Stephen M. Flatow is President of the Religious Zionists of America (RZA.) He is the father of Alisa Flatow, who was murdered in an Iranian-sponsored Palestinian terrorist attack in 1995 and the author of A Father’s Story: My Fight for Justice Against Iranian Terror now available in an expanded paperback edition on Amazon. Note: The RZA is not affiliated with any American or Israeli political party.
Over the past week, Israel has once again buried victims of terrorism. Attacks carried out in ordinary places-on roads, near communities, in moments meant for routine and safety-ended innocent lives.
On December 14, 2025, Jews were murdered at Bondi Beach in Sydney, Australia, targeted while openly celebrating Hanukkah. The attack, carried out during a public Jewish gathering, was a reminder that antisemitic violence is neither local nor temporary.
The locations differ. The intent does not.
In Israel this past week, terror claimed the lives of men and women whose names deserve to be spoken and remembered. Each victim was a person with a family, a history, and a future that was violently taken away. Yet as attacks accumulate, there is a danger that even sincere mourning becomes brief, and that names fade as attention shifts to the next incident.

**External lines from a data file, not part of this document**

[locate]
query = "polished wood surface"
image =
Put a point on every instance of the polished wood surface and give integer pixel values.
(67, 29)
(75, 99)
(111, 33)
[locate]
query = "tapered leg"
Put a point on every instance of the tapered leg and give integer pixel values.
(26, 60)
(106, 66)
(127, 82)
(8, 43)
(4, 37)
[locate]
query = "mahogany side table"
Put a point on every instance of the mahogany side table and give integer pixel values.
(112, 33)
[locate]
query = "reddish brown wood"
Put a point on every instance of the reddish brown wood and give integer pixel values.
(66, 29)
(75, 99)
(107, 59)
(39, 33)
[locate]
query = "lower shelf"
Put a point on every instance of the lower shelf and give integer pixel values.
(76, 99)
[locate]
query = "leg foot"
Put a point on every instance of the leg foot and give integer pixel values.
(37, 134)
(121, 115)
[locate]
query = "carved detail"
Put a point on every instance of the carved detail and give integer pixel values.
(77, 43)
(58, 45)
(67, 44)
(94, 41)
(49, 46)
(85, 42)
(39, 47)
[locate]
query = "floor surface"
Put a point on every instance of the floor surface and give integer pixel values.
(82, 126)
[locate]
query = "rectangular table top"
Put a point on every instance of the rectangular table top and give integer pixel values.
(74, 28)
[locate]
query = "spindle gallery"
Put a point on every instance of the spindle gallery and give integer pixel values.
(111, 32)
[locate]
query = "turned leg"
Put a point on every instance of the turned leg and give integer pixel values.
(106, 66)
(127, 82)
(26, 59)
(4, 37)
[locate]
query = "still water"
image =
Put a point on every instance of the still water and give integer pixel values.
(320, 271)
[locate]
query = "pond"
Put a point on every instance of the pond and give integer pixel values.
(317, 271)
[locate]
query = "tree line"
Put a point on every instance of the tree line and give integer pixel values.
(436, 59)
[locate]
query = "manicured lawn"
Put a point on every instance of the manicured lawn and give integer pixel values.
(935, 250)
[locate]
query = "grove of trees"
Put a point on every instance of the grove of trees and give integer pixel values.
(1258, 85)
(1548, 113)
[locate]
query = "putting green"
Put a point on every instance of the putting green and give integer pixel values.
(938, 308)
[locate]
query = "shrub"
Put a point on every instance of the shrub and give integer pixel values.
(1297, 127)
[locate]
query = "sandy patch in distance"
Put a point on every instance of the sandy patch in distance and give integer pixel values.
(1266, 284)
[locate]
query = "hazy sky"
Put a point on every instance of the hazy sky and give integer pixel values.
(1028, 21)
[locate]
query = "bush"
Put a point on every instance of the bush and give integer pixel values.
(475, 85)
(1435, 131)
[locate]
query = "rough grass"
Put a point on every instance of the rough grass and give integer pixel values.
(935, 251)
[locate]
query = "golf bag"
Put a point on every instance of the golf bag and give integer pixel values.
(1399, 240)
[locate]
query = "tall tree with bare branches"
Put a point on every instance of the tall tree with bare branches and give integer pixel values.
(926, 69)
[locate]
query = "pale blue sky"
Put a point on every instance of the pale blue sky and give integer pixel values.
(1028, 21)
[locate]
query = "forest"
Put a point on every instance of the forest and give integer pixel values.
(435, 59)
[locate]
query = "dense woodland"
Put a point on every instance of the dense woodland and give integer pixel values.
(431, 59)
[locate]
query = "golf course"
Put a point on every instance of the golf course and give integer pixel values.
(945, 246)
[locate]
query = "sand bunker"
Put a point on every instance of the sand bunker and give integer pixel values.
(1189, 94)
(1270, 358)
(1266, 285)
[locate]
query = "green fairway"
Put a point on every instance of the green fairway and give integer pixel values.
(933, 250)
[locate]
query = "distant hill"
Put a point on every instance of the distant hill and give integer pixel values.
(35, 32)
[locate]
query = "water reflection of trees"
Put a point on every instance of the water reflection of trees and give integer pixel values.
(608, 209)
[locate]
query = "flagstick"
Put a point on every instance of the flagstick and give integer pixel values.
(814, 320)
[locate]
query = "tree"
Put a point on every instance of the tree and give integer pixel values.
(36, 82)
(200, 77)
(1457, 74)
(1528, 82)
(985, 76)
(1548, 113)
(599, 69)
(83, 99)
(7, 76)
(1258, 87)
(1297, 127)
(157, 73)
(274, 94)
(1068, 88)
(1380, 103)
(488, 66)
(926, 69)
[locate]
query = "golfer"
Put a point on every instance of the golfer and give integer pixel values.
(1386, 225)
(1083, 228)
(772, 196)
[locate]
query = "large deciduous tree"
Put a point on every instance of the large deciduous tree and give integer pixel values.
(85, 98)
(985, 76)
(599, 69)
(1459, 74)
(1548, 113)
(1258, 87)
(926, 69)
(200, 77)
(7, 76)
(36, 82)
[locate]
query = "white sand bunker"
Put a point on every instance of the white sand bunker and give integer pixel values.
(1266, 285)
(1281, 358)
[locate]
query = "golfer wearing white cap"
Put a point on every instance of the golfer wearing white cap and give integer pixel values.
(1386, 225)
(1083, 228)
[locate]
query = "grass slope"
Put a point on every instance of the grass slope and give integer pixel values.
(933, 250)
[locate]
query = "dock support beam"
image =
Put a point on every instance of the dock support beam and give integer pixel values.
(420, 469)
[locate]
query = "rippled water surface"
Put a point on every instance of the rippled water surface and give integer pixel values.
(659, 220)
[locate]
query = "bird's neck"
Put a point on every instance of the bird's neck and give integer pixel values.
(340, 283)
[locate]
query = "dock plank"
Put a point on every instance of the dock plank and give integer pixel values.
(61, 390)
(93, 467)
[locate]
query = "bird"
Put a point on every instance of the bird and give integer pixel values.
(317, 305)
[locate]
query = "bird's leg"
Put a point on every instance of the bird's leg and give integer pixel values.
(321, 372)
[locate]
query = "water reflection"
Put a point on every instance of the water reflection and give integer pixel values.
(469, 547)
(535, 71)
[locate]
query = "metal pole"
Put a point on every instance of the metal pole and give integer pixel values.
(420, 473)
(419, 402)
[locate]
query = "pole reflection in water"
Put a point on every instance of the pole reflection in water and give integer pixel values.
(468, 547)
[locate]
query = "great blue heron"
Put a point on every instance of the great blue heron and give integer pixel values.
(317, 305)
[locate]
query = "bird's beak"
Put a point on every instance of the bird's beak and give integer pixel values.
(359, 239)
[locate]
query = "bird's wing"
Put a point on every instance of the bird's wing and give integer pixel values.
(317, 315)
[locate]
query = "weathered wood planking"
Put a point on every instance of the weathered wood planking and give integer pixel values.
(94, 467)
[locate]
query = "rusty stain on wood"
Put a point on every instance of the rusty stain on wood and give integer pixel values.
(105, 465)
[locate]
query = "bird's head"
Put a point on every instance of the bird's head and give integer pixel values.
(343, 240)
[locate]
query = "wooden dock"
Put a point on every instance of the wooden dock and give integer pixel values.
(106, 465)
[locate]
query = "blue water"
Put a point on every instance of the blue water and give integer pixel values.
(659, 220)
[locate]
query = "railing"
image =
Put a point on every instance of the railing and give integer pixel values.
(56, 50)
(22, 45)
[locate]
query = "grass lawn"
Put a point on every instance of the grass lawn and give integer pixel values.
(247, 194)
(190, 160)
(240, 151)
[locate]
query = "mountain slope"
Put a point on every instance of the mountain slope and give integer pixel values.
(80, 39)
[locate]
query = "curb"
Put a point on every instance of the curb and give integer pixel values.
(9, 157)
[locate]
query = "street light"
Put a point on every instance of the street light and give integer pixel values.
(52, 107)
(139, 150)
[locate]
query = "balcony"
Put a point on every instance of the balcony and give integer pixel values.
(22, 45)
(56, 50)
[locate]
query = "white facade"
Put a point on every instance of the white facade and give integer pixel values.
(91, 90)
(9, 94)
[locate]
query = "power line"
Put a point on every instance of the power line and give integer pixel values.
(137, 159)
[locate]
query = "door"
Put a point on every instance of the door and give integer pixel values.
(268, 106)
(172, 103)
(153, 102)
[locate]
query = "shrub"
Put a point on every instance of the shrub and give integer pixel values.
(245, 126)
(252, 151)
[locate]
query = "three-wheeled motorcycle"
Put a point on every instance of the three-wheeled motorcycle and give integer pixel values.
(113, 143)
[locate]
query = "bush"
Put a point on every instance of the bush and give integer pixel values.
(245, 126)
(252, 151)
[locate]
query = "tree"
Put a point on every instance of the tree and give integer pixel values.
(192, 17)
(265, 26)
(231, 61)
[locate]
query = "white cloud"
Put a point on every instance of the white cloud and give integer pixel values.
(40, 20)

That is a mistake-morally and historically.
Judaism places great importance on memory. We do not honor victims by reducing them to numbers or by allowing their stories to dissolve into generalities. Remembering means to say names and to acknowledge that each life mattered. Forgetting is not neutrality; it is erosion.
For many families, remembrance is not theoretical. It is lived every day.
My daughter Alisa was a twenty-year-old American student studying in Israel when she was murdered in a 1995 Iranian-sponsored terrorist attack. In her memory, a scholarship fund was established to help young Jewish women study in Israel, allowing others to continue the journey Alisa was on when her life was cut short. Through those students, her love of Torah and Israel continues.
Malki Roth was fifteen years old when she was murdered in the Sbarro pizzeria bombing in Jerusalem. Her parents have spent years pressing for justice, urging the United States to remove her murderer from Jordan to face trial. They also chose to build something enduring, founding an organization that supports families of children with disabilities-a reflection of the compassion Malki herself showed during her short life.
Koby Mandell, a thirteen-year-old American-Israeli boy, was brutally murdered along with his friend Yosef Ishran near Tekoa in 2001. Koby’s parents responded by establishing a foundation that provides support, counseling, and community for families devastated by terror. It stands as a quiet but powerful rejection of the cruelty that took their son’s life.
Not every victim has a foundation or a formal legacy. That does not make their lives-or their deaths-any less significant.
During the early 2000s, at the height of the Second Intifada, Israelis and Jews worldwide followed the names of terror victims almost daily. Over time, many of those names have receded from public memory.
We should say them again. Here are some:
Shalhevet Pass, murdered as an infant by a sniper in Hebron.
Yaron and Efrat Ungar, gunned down while driving with their young children.
The Hatuel family-a mother and her four daughters-murdered on a Gaza road.
Marla Bennett and Benjamin Blutstein, American students killed in a bombing at Hebrew University.
Naftali Fraenkel, Eyal Yifrach, Gil-ad Shaer, three teens kidnapped and murdered while returning from school.
The 8 young students massacred as they were learning Torah in the Merkaz HaRav Yeshiva study hall and library: Neria Cohen, Segev Pniel Avihail, Avraham David Moses, Yehonatan Yitzhak Eldar, Yohai Lifshitz, Ro'i Roth, Yonadav Chaim Hirshfeld, Doron Mahareta.
They were not symbols. They were people.
Forgetting them does not promote healing or progress. It allows terror to achieve one of its long-term goals: erasure. When victims are forgotten, the moral clarity of what was done to them is weakened, and the obligation to pursue justice fades with it.
The events of this past week-in Israel and abroad-underscore the continuity of the threat Jews face. Terrorism has not disappeared, and antisemitism has not softened with time. What has changed is our attention span.
Israel’s response to terror must of course focus on security, deterrence, and justice. But remembrance also matters. Naming victims affirms that their lives had value and that their murder will not be absorbed quietly into history.
We owe that to the victims of this past week.
We owe it to those murdered decades ago.
And we owe it to the future.
Say their names-not as a slogan, but as a duty.
And do not let the world move on without them.